El equipo de Oxford revisó tanto ensayos clínicos como estudios observacionales que comparaban medicamentos autorizados para la pérdida de peso con placebo o con intervenciones no farmacológicas, como programas conductuales. Aunque los diseños y la calidad metodológica variaban entre los estudios, los investigadores evaluaron sistemáticamente el riesgo de sesgo utilizando herramientas estandarizadas.

En conjunto, los 37 estudios incluidos sumaron 9.341 participantes con una duración media del tratamiento de 39 semanas y un periodo de seguimiento posterior de 32 semanas. Los datos revelaron que la recuperación mensual de peso era significativamente superior tras la suspensión farmacológica comparada con la observada tras abandonar programas conductuales, con una diferencia de aproximadamente 0,3 kg al mes.

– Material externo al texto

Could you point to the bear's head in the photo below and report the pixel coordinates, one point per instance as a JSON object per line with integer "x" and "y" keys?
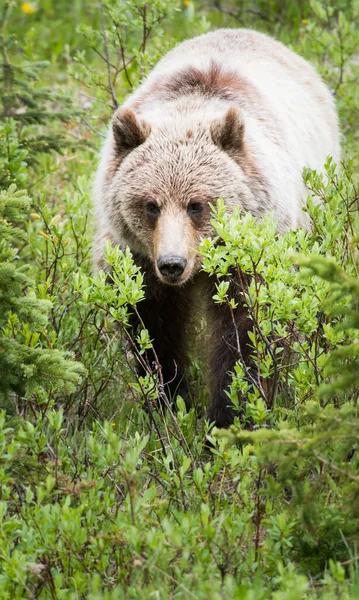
{"x": 164, "y": 179}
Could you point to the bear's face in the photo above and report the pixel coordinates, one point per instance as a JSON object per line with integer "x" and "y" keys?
{"x": 162, "y": 192}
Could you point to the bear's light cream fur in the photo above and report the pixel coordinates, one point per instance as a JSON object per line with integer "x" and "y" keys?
{"x": 286, "y": 120}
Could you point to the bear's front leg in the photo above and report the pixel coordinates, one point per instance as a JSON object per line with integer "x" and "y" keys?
{"x": 224, "y": 355}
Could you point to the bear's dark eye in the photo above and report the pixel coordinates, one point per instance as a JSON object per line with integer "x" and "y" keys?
{"x": 195, "y": 209}
{"x": 152, "y": 209}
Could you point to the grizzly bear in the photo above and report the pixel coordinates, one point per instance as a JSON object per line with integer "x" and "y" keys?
{"x": 231, "y": 114}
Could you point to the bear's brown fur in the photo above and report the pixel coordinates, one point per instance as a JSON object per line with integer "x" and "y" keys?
{"x": 231, "y": 114}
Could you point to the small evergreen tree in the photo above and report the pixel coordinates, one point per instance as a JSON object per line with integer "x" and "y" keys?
{"x": 29, "y": 363}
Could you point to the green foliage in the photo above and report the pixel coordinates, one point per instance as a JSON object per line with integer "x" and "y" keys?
{"x": 31, "y": 112}
{"x": 29, "y": 364}
{"x": 106, "y": 490}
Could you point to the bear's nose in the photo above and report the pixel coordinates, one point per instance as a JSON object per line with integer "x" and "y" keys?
{"x": 171, "y": 267}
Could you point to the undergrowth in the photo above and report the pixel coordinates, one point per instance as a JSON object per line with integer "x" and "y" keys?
{"x": 107, "y": 489}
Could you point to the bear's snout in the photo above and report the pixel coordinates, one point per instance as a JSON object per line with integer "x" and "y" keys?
{"x": 171, "y": 267}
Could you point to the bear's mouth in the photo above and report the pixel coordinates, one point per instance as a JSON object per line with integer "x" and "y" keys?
{"x": 175, "y": 271}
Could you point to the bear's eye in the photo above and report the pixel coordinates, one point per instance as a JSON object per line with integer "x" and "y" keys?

Los autores del metaanálisis reconocen importantes limitaciones en su trabajo. Únicamente ocho estudios evaluaron los fármacos GLP-1 más recientes y el seguimiento máximo fue relativamente corto en muchos casos. Además, la heterogeneidad entre los diseños de los estudios dificulta la generalización de los resultados a poblaciones más amplias.

Esta evidencia científica sugiere que, a pesar del éxito inicial que pueden tener estos medicamentos, su uso aislado podría no ser suficiente para el control del peso a largo plazo. Los expertos recomiendan que el tratamiento farmacológico deba complementarse con intervenciones conductuales sostenibles que promuevan hábitos de vida saludables y mejoren la adherencia terapéutica.

La obesidad es una enfermedad crónica que requiere un manejo continuado, similar a otras condiciones médicas como la hipertensión o la diabetes. La idea de que un medicamento pueda resolver permanentemente el problema sin cambios en el estilo de vida parece, según estos datos, una expectativa poco realista. La clave estaría en combinar la eficacia de los nuevos fármacos con estrategias que garanticen la mantención de los resultados en el tiempo.

Para los profesionales de la salud, estos hallazgos subrayan la importancia de establecer expectativas realistas con los pacientes y de diseñar planes de tratamiento integral que no dependan exclusivamente de la medicación. Para los pacientes, la investigación sirve como recordatorio de que los cambios duraderos requieren compromiso a largo plazo con múltiples aspectos del estilo de vida.

El debate sobre el uso de estos fármacos continúa evolucionando. Mientras tanto, estudios como el de Oxford y 'The BMJ' proporcionan evidencia crucial para tomar decisiones informadas sobre el manejo de la obesidad en la práctica clínica diaria. La comunidad médica espera que futuras investigaciones aborden estas limitaciones y exploren combinaciones terapéuticas que minimicen el efecto rebote y maximicen los beneficios para la salud a largo plazo.